Mrs Halliday smiled gently. ‘You’ll have to look out for Abraham Rownigan, Janey. For your mother’s sake too.’
‘Shh!’ said Alfie suddenly. ‘Someone’s outside.’ He indicated a small red light that was blinking on and off on the control console beside them.
‘Onions with bunions! Look out there in your vegetable patch!’ shrieked G-Mamma. She peered into a large chrome periscope above the table. ‘Well, if that doesn’t just prove it. He planted the SPI-Pod on you, for sure, to lead those evil little weasels right to us.’
Janey snatched the periscope from G-Mamma and gazed at the view in the Hallidays’ garden. ‘But . . . but that’s not possible. There are five of them!’
‘Perfect, Blonde!’ said G-Mamma, taking a shoe in each hand. ‘One each for you guys and two for me.’
But Janey had turned white. ‘G-Mamma . . . Halos. I killed them. I’m sure I did. Last night, two of them were definitely dead.’
‘There must be more of them,’ said Mrs Halliday sensibly.
‘No, it’s the same ones,’ said Janey. ‘Look, the big reddish one and the one with a bit taken off its tail.’
‘You must have just knocked them out,’ said Alfie, reaching for a button, ‘or maybe they were faking so they could escape. Put your clodhoppers down, G-
Mamma. You won’t need those today.’
Janey watched through the periscope as Alfie flicked on the water sprinkler system, then turned up the pressure until each jet was like a water cannon. The water rats were hit from every direction, blasted painfully in the ribs, face, tail. Over and over the jets ricocheted off them. After a couple of minutes of bedlam, all five fled. Alfie was right – Janey must only have stunned them.
‘Better keep these to hand,’ said G-Mamma, brandishing her shoes. ‘Don’t want those things attacking me on the way home. I’m going to go and do some more investigation into Mr Rownigan and the growly old Sun King – you never know, they might just be one and the same person.’
‘Right,’ said Mrs Halliday, getting to her feet, ‘and I’m going to do something about our defence system. I don’t want those creatures turning up in the bedroom at night. You two can debrief,’ she finished, looking at the two Spylets, ‘while Al Halo tidies his bedroom.’
‘Aw, Mum, come on!’ groaned Alfie.
‘You’re only a Spylet some of the time, Alfie. But you’re my son all the time, and my son keeps his bedroom tidy. Hop to it.’
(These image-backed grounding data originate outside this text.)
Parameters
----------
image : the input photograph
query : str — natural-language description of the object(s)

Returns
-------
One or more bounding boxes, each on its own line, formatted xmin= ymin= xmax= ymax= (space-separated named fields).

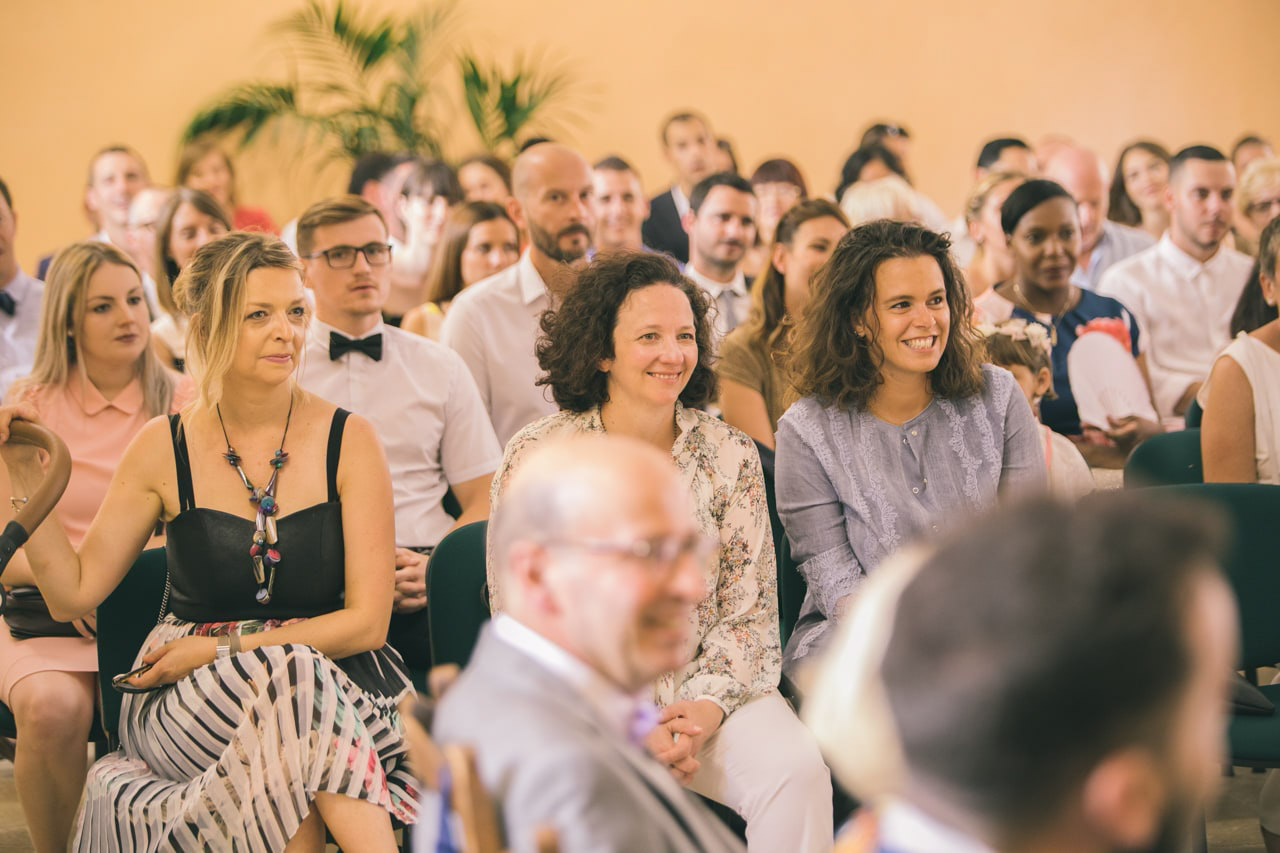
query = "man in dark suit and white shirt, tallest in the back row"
xmin=643 ymin=111 xmax=718 ymax=264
When Janey saw the state of Alfie’s room she could see why his mother had put her foot down. Football kit was strewn around on top of magazines, school books and half-eaten bowls of cornflakes. ‘Euuww. How can you sleep in here?’
‘Don’t you start as well,’ said Alfie. ‘It’s not my fault the last cleaners turned out to be psycho killers.’
Janey picked up an exercise book on which Alfie had written: ‘Project’. The pages were completely empty. ‘So what did you find out about Paulette?’
‘Well, not much.’ Alfie piled some clothes into a thick wad and stuffed them under the bed. ‘Bet she doesn’t have to tidy her own room though. They’re pretty rich. Nice pool – we had a good swim. Then Clod the cook made us tea and drove me home. Excellent steak-frites.’
‘Clod the cook? And that’s all you found out?’ said Janey crossly. ‘That they’re rich and eat nice food? What about the weird stuff in the caretaker’s closet?’